Server (stream_server_example.py):

from langchain_openai import ChatOpenAI
from langgraph.graph import START, MessagesState, StateGraph
from kiboup import KiboAgentApp

app = KiboAgentApp(api_keys={"sk-chat-abc": "chat-client"})
llm = ChatOpenAI(model="gpt-4o-mini", streaming=True)

graph_builder = StateGraph(MessagesState)

def chatbot(state: MessagesState):
    return {"messages": [llm.invoke(state["messages"])]}

graph_builder.add_node("chatbot", chatbot)
graph_builder.add_edge(START, "chatbot")
graph = graph_builder.compile()

@app.entrypoint
async def invoke(payload, context):
    prompt = payload.get("prompt", "")
    messages = payload.get("messages", [{"role": "user", "content": prompt}])

    async def token_stream():
        async for event in graph.astream_events({"messages": messages}, version="v2"):
            if event.get("event") == "on_chat_model_stream":
                content = event["data"]["chunk"].content
                if content:
                    yield {"token": content}
        yield {"done": True}

    return token_stream()

if __name__ == "__main__":
    app.run(host="0.0.0.0", port=8080)

Client (stream_client_example.py):

import asyncio, sys
from kiboup import KiboAgentClient

async def chat_loop():
    async with KiboAgentClient("http://localhost:8080", api_key="sk-chat-abc") as client:
        health = await client.ping()
        print(f"Connected ({health['status']})\n")

        while True:
            user_input = input("You: ")
            if not user_input.strip():
                continue

            sys.stdout.write("AI: ")
            async for chunk in client.stream({"prompt": user_input}):
                token = chunk.get("token")
                if token:
                    sys.stdout.write(token)
                    sys.stdout.flush()
            print("\n")

if __name__ == "__main__":
    asyncio.run(chat_loop())

MCP Server + Client

Server (mcp_server_example.py):

import logging
from langchain_openai import ChatOpenAI
from langgraph.graph import START, MessagesState, StateGraph
from kiboup import KiboAgentMcp, LLMUsage

llm = ChatOpenAI(model="gpt-4o-mini")
graph_builder = StateGraph(MessagesState)

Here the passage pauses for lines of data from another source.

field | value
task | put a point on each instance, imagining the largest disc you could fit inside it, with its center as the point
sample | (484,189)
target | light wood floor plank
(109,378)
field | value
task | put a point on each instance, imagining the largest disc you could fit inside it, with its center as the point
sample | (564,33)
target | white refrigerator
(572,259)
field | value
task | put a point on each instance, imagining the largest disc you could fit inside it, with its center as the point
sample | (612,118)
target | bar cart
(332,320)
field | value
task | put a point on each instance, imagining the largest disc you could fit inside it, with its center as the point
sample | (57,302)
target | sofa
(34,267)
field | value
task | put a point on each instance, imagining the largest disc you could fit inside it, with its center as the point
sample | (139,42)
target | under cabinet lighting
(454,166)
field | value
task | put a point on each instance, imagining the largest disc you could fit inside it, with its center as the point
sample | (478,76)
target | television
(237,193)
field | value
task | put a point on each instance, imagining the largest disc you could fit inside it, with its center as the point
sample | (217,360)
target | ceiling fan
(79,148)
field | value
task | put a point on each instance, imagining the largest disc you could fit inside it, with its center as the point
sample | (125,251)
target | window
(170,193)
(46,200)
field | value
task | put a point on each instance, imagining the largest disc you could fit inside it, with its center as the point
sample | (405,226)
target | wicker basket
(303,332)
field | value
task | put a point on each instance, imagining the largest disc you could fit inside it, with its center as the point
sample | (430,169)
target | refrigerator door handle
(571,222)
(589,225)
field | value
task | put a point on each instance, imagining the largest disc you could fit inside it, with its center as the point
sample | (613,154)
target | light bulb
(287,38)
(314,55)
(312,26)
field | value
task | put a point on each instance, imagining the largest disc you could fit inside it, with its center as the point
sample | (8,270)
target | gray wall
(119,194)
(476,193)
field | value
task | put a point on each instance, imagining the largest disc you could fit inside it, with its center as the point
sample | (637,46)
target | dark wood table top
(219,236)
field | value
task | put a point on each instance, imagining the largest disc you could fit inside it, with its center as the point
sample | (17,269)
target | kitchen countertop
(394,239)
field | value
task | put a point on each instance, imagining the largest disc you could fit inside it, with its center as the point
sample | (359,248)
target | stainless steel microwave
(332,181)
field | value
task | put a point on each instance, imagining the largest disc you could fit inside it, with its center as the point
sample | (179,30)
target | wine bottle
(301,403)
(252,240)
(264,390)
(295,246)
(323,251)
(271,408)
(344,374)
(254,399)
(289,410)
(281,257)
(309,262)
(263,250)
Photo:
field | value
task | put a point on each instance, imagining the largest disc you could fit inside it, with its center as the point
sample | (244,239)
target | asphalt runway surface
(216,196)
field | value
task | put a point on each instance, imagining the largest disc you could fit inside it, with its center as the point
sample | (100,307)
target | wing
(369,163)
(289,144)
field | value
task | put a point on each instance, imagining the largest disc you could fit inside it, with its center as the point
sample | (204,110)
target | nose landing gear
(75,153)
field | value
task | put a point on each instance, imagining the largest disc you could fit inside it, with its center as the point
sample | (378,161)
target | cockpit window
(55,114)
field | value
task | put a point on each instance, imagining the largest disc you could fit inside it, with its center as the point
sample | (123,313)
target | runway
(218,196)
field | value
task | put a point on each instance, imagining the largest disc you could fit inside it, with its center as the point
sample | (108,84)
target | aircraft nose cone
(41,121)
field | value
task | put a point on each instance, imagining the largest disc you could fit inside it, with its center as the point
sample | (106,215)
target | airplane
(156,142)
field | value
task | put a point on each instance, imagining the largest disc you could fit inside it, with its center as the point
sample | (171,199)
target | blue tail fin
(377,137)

def chatbot(state: MessagesState):
    return {"messages": [llm.invoke(state["messages"])]}

graph_builder.add_node("chatbot", chatbot)
graph_builder.add_edge(START, "chatbot")
graph = graph_builder.compile()

app = KiboAgentMcp(
    name="LangGraph MCP Server",
    api_keys={"sk-mcp-abc": "web-app"},
)

@app.tool()
async def ask(question: str) -> str:
    """Ask a question to the LangGraph agent powered by GPT-4o-mini."""
    result = await graph.ainvoke(
        {"messages": [{"role": "user", "content": question}]}
    )
    return result["messages"][-1].content

@app.tool()
def summarize(text: str) -> str:
    """Summarize the given text using GPT-4o-mini."""
    result = graph.invoke(
        {"messages": [{"role": "user", "content": f"Summarize this text:\n\n{text}"}]}
    )
    return result["messages"][-1].content

if __name__ == "__main__":
    app.run(transport="sse")

Client (mcp_client_example.py):

import asyncio
from kiboup import KiboMcpClient

async def main():
    async with KiboMcpClient("http://localhost:8000/sse", api_key="sk-mcp-abc") as client:
        tools = await client.list_tools()
        print(f"Available tools: {tools}")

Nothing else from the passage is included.